Kommentar Tschechiens politisches Drama bietet Chancen auf einen Wandel

Der erkrankte tschechische Präsident Milos Zeman könnte zur Schlüsselfigur für die Regierungsbildung nach den Wahlen werden.
Das Drama, das sich in der Tschechischen Republik gerade abspielt, ist an Spannung kaum zu überbieten. Am Samstag hat eine oppositionelle Koalition überraschend klar die Wahlen gewonnen und verfügt nun über eine deutliche Mehrheit im Abgeordnetenhaus. Doch eine mögliche Regierungsbildung ist blockiert, weil Präsident Milos Zeman schwerkrank im Hospital liegt. Pikanterweise war es just er, der in den letzten Jahren alles unternommen hat, um zu verhindern, dass jemand anders als der bisherige Ministerpräsident Andrej Babis an die Macht kommt. Und als ob dem nicht genug wäre, verlaufen die Konfliktlinien auch noch entlang geopolitischer Fronten.
Die Lage ist so unübersichtlich wie kaum je zuvor – doch sie bietet eine Chance auf positive Veränderungen. Die beiden siegreichen Parteienkoalitionen haben es geschafft, eine politikmüde Bevölkerung in so großer Zahl an die Urnen zu bringen wie seit 1998 nicht mehr. Ein wichtiger Grund war, dass die Tschechinnen und Tschechen ein Zeichen setzen wollten gegen die Vetternwirtschaft und die Polarisierung, für die Babis steht. Es ist ein Resultat, das auch dessen Freund Viktor Orban in Ungarn beunruhigen wird.
Der Gegenwind, mit dem sich das tschechische Establishment konfrontiert sieht, hat mit den Sozialdemokraten und den Kommunisten auch zwei ebenso traditionsreiche wie diskreditierte Parteien aus dem Parlament gefegt: Letztere hatten zwar nie mit dem sozialistischen Regime gebrochen, sich in der neuen Zeit aber doch wohnlich eingerichtet. So überlebte Babis’ Minderheitsregierung über Jahre nur dank der Tolerierung durch die Kommunisten – ein Arrangement, das innen- und außenpolitisch Stillstand bedeutete. Nun fehlen ihm die Partner.

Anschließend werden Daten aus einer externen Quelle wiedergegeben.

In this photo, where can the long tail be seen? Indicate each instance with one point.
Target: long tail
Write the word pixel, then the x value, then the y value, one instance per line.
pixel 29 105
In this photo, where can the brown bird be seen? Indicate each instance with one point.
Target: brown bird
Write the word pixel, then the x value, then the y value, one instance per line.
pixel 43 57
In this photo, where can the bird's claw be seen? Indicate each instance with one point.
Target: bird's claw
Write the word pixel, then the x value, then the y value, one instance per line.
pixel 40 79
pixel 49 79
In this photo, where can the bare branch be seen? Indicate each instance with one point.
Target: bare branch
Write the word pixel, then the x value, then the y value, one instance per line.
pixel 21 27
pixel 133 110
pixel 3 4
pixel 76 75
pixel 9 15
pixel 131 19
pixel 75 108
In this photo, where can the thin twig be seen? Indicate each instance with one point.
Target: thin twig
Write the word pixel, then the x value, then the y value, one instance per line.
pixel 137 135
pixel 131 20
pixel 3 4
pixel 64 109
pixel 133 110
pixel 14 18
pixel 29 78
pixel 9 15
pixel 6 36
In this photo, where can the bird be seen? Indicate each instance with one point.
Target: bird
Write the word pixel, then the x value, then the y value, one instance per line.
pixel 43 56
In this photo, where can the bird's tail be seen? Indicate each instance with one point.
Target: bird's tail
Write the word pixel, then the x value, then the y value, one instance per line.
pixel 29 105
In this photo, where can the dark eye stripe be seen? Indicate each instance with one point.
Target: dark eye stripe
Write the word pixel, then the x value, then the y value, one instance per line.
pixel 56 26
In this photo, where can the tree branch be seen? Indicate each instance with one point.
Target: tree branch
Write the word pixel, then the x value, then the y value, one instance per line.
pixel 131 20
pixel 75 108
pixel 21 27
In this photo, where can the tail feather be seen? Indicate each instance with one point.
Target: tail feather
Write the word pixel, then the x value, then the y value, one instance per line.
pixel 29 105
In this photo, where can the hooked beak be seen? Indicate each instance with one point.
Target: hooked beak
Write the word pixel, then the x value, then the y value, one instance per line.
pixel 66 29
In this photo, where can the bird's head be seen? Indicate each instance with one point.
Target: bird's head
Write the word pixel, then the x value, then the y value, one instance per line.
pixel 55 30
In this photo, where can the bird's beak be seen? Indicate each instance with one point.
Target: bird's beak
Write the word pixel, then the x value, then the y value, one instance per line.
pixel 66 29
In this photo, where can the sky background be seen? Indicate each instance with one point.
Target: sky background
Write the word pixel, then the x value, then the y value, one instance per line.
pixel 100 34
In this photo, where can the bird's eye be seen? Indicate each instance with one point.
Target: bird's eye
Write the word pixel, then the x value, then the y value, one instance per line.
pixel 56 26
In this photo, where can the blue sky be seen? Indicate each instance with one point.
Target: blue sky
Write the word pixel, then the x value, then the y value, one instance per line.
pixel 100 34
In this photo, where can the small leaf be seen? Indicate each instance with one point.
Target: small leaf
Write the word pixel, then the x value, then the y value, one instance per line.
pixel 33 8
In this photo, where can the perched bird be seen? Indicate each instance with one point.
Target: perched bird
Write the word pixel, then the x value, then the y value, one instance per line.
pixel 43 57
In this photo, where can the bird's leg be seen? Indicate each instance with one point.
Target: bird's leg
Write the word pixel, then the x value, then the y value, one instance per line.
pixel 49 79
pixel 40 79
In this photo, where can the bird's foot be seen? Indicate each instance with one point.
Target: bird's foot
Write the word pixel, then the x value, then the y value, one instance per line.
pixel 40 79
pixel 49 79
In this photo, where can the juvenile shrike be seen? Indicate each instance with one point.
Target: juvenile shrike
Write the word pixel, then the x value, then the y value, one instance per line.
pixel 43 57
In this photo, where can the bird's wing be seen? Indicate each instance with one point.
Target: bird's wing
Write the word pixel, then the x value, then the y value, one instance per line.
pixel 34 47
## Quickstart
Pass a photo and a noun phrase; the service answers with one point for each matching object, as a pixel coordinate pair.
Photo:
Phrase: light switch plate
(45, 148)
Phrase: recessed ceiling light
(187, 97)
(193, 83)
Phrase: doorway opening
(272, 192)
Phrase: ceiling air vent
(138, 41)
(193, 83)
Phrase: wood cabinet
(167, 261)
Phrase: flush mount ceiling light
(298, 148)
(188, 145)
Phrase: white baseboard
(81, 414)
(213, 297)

Unumstritten sind zwar auch die beiden bürgerlichen und linksliberalen oppositionellen Koalitionen nicht. So gründete der heute primär als EU-Skeptiker und Coronaleugner auffallende Vaclav Klaus einst die konservative ODS, die stärkste Partei in den beiden Bündnissen. Lange galt sie genauso als Inbegriff der Korruption wie ihre Partnerin, die bürgerliche Top 09, den Tschechen als Verkörperung sozialer Kälte erschien.
Eine stärkere Hinwendung nach Europa ist jetzt möglich
Doch beide Parteien haben sich von ihren Übervätern gelöst und erneuert. Sie ergänzen sich gut mit den Piraten, die zwar frische Ideen und ausgefeilte Konzepte haben, aber kaum erfahrene Leute. Außenpolitisch wäre von einer solchen Regierung, die im Parlament 108 von 200 Sitzen hält, auch eine Stärkung der proeuropäischen und prowestlichen Positionierung Tschechiens zu erwarten: Vor allem Präsident Zeman und die Kommunisten hatten mit ihren Charmeoffensiven gegenüber China und Russland dafür gesorgt, dass das Land stärker in geopolitische Turbulenzen hineingezogen wurde, als dies einem geografisch exponierten Kleinstaat lieb sein kann.
Dass es allerdings so kommt, ist alles andere als sicher. Die Heterogenität der Sieger bedeutet, dass das Bündnis bei Konflikten mittelfristig auch wieder auseinanderbrechen könnte. Kurzfristig die größte Unsicherheit ist allerdings Zeman: Kehrt er zurück, dürfte er seinen Gegnern so viele Steine wie möglich in den Weg legen. Ist er allerdings permanent amtsunfähig, so hat die Opposition alle Trümpfe in der Hand: Den Parlamentspräsidenten, der laut Verfassung den Auftrag zur Regierungsbildung erteilt, wählt die Mehrheit.